Although not usually, it does happen from time to time and arrive at Elpenor people who are surprised by this "mixture" of ancient Greek and Christian thinking. Recently a friend from Canada had a hard time to understand how faith and reasoning can co-exist, and in the end he did not understand it. On the other hand, although the texts are numerous enough to support it, he was not able to understand how Plato goes above reasoning.
By itself this attitude testifies that these people betray first of all the reasoning that they admire, since, in order to deny Christianity they don't hesitate to ignore all arguments that show how ancient philosophy was not only theological, but also theological in ways that are not confined in reasoning.
Why this?

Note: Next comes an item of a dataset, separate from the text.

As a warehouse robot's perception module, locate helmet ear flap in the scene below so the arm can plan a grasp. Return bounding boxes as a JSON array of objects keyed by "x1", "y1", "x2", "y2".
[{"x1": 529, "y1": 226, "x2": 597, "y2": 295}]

Why such an aversion to faith? They think that faith is "obsolete", "old fashioned"? They think that modern and "smart" people should not have any relationship with faith? I don't understand. All civilizations had God at the center of their development, or at least some sort of "higher dimension" of existence, above this mortal one; we are the first age, the first civilization on earth, that wants to be satisfied without God, even to be compromised with death and accept it as something natural!
To return to Vlastos, I don't see why he emphasizes so much the role of Hesiod. Already in Homer is said that "the mortals inhabit an infinite earth". Not only the divine physis of the reality is present in Homer, but also criticism of traditional beliefs, not to mention the very discussion of men with gods! Also, I wouldn't say that most important among the Fathers who were familiar with ancient philosophy were Justin and Clement. Certainly the most important were Origen, the Cappadocians (Basil and the two Gregories), Maximus and Dionysius, and among them the most decisive influence upon the Church to embrace ancient Greek literature was exercised by the Cappadocians.
Vlastos wrote a passage that I find rather intriguing. Here is the larger excerpt:
"To moralize divinity was not their [the Presocratics] main, and certianly not their unique, contribution. Pindar and Aeschylus here labor in the same cause as Xenophanes and Heraclitus: and the Hebrew prophets were doing the same a good two centuries before Xenophanes,and with a passionate intensity unequaled by any Greek philosopher or poet. But the world of Pindar and Aeschylus is thick with magic of every description. The prophets of Israel and Judah fought a valiant rear-guard action against wizards, necromancers, and sooth-sayers. But they lacked the conceptual equipment to see that magic was not only a religious impropriety but a sheer impossibility; and they never cleared their mind of the notion of miracle which is the intellectual foundation of magic. Miracle remained a permanent feature of Hebraic as of Greek, and, later, Christian piety." (Studies in Greek Philosophy, Vol. I).
Do these lines suggest, as it seems, that miracles are irreligious, because they are the foundation of magic, and therefore the propriety of a lower form of religious beliefs? Can we attribute these words to the fact that Vlastos, though Greek, came from a Protestant background, and so believed that miracles no longer belonged to this world after the Incarnation?
In any case, miracles are not at the center of faith, although sometimes want to occupy such a place. That a miracle is "sheer impossibility", as Vlastos says, I believe there is no proof. Thus here Vlastos exposes his own faith, not a criticism, and I'm not even sure that this is protestant. My sense is that Protestants deny (some of) the Church mysteries, for known reasons, but not the unforseen miracles.